Man's finest mechanism, highest thought, and broadest exercise of the creative faculty have been inspired by astronomy. No other instruments approximate in delicacy those which explore the heavens; no other system of thought can draw such vast and certain conclusions from its premises. "Too low they build who build beneath the stars;" we should lay our foundations in the skies, and then build upward.
We have been placed on the outside of this earth, instead of the inside, in order that we may look abroad. We are carried about, through unappreciable distance, at the inconceivable velocity of one thousand miles a minute, to give us different points of vision.
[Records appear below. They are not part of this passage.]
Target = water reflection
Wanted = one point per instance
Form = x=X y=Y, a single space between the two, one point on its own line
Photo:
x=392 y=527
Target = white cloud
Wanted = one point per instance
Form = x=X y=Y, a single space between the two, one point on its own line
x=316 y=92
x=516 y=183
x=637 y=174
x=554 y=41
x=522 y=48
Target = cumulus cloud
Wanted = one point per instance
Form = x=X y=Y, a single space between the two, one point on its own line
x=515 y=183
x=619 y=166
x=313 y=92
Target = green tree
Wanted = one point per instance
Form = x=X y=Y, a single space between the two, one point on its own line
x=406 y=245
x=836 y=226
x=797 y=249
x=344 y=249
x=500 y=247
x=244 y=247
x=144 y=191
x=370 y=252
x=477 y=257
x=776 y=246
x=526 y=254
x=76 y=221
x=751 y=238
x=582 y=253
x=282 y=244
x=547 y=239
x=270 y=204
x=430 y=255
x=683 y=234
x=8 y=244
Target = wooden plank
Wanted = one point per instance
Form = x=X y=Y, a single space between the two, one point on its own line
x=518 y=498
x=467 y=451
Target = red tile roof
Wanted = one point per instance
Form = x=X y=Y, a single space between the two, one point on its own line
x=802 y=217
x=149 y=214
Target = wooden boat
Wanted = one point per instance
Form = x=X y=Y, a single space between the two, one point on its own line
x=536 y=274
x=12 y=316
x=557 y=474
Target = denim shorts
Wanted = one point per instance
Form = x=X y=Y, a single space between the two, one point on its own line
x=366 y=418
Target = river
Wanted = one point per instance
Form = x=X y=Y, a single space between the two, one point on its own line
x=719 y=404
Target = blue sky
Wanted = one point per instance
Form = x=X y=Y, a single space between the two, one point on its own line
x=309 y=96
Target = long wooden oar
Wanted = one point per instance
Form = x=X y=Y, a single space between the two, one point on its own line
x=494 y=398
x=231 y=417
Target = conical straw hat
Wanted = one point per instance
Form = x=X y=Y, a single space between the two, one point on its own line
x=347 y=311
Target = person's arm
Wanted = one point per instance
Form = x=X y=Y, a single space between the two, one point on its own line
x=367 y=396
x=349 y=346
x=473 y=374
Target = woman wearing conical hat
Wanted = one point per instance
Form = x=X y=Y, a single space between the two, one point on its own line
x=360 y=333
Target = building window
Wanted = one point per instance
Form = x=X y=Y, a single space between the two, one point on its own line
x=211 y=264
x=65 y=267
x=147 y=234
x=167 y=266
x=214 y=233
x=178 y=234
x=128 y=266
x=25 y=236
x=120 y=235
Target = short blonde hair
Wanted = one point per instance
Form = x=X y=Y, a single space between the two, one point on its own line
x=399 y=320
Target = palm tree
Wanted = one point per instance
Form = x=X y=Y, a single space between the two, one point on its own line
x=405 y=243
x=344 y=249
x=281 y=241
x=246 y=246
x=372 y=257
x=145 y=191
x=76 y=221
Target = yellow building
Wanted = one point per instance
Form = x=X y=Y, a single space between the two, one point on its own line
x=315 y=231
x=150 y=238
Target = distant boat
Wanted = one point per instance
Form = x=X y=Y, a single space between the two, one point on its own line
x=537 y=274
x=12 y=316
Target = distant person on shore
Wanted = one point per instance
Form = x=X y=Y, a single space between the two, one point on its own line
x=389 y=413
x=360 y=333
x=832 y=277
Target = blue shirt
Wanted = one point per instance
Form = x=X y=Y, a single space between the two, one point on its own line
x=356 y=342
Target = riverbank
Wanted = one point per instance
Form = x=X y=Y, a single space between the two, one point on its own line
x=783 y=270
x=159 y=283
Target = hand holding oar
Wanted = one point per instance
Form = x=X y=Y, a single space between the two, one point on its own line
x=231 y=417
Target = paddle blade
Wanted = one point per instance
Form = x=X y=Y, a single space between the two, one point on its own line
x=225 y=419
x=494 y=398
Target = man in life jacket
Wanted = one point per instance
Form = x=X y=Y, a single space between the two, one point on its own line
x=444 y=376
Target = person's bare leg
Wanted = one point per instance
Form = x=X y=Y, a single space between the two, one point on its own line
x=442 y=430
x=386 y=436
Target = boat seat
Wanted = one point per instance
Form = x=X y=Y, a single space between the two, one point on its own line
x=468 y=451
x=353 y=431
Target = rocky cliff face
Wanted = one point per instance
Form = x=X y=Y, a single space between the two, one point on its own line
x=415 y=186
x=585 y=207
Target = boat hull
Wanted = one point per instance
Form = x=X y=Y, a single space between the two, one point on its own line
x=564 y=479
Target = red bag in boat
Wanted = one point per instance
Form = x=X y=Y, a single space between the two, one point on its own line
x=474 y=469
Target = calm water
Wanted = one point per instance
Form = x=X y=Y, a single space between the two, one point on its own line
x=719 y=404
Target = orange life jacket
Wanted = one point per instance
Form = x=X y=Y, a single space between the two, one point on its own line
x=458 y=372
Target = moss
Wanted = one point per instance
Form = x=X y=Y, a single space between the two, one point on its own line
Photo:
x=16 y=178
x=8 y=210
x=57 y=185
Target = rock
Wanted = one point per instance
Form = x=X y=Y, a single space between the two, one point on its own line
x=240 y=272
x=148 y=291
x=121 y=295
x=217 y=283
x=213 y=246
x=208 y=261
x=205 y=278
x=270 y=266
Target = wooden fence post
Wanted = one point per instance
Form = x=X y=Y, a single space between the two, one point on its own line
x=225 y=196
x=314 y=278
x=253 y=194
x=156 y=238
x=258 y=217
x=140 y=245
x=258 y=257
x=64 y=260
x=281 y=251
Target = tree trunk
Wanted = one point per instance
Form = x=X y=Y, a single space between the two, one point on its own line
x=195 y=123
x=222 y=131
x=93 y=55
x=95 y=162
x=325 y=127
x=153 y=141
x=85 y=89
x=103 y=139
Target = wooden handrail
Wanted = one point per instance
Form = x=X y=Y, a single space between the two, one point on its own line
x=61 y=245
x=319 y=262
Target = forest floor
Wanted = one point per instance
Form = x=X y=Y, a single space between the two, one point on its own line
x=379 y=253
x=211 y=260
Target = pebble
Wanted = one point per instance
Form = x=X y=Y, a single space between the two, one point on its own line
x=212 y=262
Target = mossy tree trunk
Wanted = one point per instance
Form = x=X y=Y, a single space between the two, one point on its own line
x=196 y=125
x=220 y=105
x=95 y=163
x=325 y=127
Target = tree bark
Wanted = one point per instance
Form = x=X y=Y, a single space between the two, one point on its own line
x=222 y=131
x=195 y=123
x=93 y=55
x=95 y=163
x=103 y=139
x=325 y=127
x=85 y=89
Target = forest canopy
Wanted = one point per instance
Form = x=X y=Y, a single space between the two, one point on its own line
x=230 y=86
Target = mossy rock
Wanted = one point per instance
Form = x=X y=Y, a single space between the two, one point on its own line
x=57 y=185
The earth, on its softly-spinning axle, never jars enough to unnest a bird or wake a child; hence the foundations of our observatories are firm, and our measurements exact. Whoever studies astronomy, under proper guidance and in the right spirit, grows in thought and feeling, and becomes more appreciative of the Creator.
Celestial Movements.
Let it not be supposed that a mastery of mathematics and a finished education are necessary to understand the results of astronomical research. It took at first the highest power of mind to make the discoveries that are now laid at the feet of the lowliest. It took sublime faith, courage, and the results of ages of experience in navigation, to enable Columbus to discover that path to the New World which now any little boat can follow. Ages of experience and genius are stored up in a locomotive, but quite an unlettered man can drive it. It is the work of genius to render difficult matters plain, abstruse thoughts clear.
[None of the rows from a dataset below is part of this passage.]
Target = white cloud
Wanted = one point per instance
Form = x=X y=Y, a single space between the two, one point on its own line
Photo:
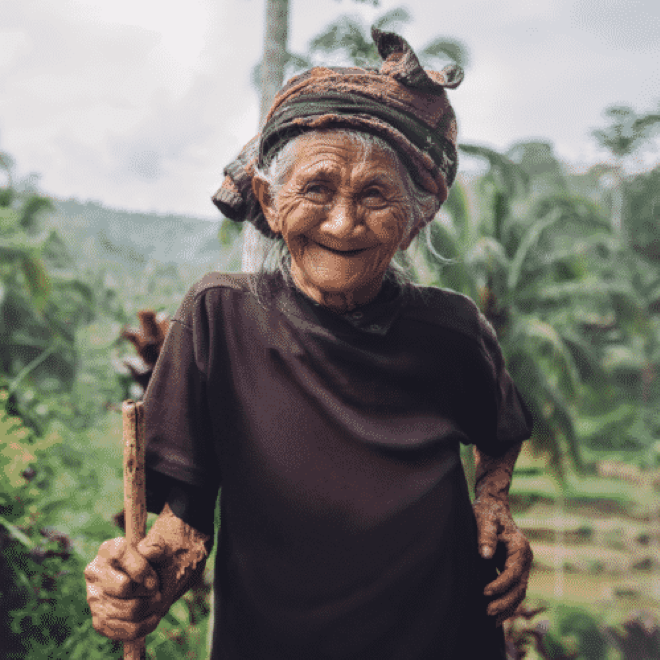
x=141 y=103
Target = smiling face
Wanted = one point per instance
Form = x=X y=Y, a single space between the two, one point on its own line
x=343 y=212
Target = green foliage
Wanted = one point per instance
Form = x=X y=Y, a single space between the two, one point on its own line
x=350 y=38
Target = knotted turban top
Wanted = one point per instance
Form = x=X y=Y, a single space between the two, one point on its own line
x=402 y=103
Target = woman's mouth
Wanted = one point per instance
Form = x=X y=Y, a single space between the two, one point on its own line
x=344 y=253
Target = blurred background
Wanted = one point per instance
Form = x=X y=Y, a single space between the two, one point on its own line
x=116 y=121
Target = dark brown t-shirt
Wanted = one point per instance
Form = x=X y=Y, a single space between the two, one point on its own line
x=347 y=531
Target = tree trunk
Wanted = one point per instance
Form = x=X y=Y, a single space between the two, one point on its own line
x=272 y=75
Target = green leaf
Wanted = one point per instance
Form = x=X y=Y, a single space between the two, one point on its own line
x=37 y=279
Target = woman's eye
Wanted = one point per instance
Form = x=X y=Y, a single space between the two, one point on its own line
x=317 y=189
x=373 y=196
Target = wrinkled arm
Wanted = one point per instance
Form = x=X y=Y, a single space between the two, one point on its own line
x=180 y=552
x=495 y=527
x=129 y=590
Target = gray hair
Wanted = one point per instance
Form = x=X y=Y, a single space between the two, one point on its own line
x=272 y=254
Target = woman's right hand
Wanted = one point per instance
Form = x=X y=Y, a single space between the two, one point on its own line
x=123 y=589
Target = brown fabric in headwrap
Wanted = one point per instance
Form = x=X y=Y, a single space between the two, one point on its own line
x=402 y=103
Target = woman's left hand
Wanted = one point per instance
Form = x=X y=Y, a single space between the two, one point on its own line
x=498 y=532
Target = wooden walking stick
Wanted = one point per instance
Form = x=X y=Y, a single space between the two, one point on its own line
x=135 y=499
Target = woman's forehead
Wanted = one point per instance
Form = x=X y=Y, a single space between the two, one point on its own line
x=333 y=152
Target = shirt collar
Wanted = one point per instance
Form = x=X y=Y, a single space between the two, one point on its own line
x=376 y=317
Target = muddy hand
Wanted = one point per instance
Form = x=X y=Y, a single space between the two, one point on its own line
x=497 y=531
x=123 y=591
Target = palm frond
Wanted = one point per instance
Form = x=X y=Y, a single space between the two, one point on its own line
x=507 y=173
x=442 y=48
x=393 y=19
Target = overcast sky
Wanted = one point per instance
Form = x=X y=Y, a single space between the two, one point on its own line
x=139 y=104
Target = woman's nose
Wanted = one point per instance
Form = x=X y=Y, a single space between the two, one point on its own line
x=342 y=218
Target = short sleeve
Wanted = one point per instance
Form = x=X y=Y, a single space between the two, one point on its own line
x=178 y=428
x=514 y=420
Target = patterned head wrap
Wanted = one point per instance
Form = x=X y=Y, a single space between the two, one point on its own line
x=401 y=103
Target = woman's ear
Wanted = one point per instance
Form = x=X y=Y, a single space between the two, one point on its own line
x=262 y=192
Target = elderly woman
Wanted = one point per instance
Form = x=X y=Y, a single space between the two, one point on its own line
x=327 y=397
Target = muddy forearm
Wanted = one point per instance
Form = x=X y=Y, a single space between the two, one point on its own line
x=493 y=474
x=187 y=551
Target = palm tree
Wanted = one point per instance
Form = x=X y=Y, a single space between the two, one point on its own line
x=42 y=300
x=350 y=39
x=626 y=134
x=546 y=271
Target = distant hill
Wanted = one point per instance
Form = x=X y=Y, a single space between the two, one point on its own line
x=133 y=239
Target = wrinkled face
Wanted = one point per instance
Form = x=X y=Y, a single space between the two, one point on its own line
x=343 y=213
A brief explanation of a few terms will make the principles of
world inspection easily understood. Imagine a perfect circle thirty
feet in diameter—that is, create
one (Fig. 19). Draw through it a diameter horizontally, another
Fig. 19.
perpendicularly. The angles made by the intersecting lines are
each said to be ninety degrees, marked thus °. The arc of a
circle included between any two of the lines is also 90°. Every
circle, great or small, is divided into these 360°. If the sun
rose in the east and came to the zenith at noon, it would have
passed 90°. When it set in the west it would have traversed
half the circle, or 180°. In Fig. 20 the angle of the lines
measured on the graduated arc is 10°. The mountain is 10°
high, the world 10° in diameter, the comet moves 10° a
day, the stars are 10° apart. The height of the mountain, the
diameter of the world, the velocity of the comet, and the distance
between the stars, depend on the distance of each from the point
of sight. Every degree is divided into 60 minutes (marked '), and
every minute into 60 seconds (marked ").